Monthly Archives: August 2012

Why Media Companies Are Being Eaten By Tech Companies

By Eric Picard (Originally published on AdExchanger.com, August 20, 2012)

My friend and colleague Todd Herman (LinkedIn) once wrote a strategy paper about video content when we worked together at Microsoft. Called “Don’t be food,” it was a brilliant paper that laid out a strategy for effectively competing in a world where content is distributed everywhere by anyone.  I love the concept of “Don’t be food.”  It applies to so many existing business models, but clearly where Todd initiated it – Media – it applies incredibly well.

The media business is being forceably evolved through massive disruptions in content distribution. In the past, control over distribution was the primary driver of the media model. Printed material, radio and television content required a complex distribution model. Printing presses and distribution are expensive. Radio and television spectrum is limited, and cable infrastructure is expensive. Most media theory and practices have been deeply influenced by these long term distribution issues, to the point that the media industry is quite rigid in its thinking and cannot easily move forward.

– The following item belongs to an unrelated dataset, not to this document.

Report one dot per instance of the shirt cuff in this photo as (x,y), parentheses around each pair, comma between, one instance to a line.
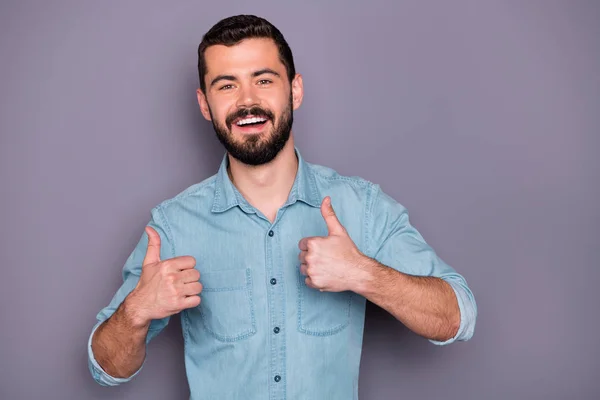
(468,313)
(96,370)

One of my favorite business case studies is the Railroads.  Railroad companies missed massive opportunities as new technologies such as the automobile and airplanes began to be adopted. They saw themselves as being in the “railroad business,” and not the “transportation business.”  Because of this they lost significant opportunities and very few of the powerhouse companies from the rail era continue to exist.

In media, new technologies have been massively disrupting the space for more than a decade. And there is an ongoing debate about technology companies stepping in and disrupting the media companies. Google is a prominent example, and its recent acquisition of Frommer’s is yet another case where it has eaten a content company and continued to expand from pure technology into media.  But Google isn’t moving into media based on the existing rules that the media companies play by – it is approaching media through the lens of technology.

But this issue doesn’t only pertain to the oft-vilified Google: Amazon continues to disrupt the book industry by changing the distribution model through the use of technology, and is clearly gunning for magazine, radio and video content as well.  Microsoft is changing the engagement model and subsequently the distribution of content to the living room via its ever-expanding Xbox footprint, and is broadly expanding toward media with Windows 8, its new Surface tablet devices and smartphones – again using technology.  Apple has turned distribution models on their ears by creating a curated walled garden of myriad distribution vehicles (apps on devices), but charges a toll to the distributors – again using technology to disrupt the media space.  Facebook, Twitter and social media are now beginning to disrupt discovery and distribution in their own ways – barely understood, but again based on technology.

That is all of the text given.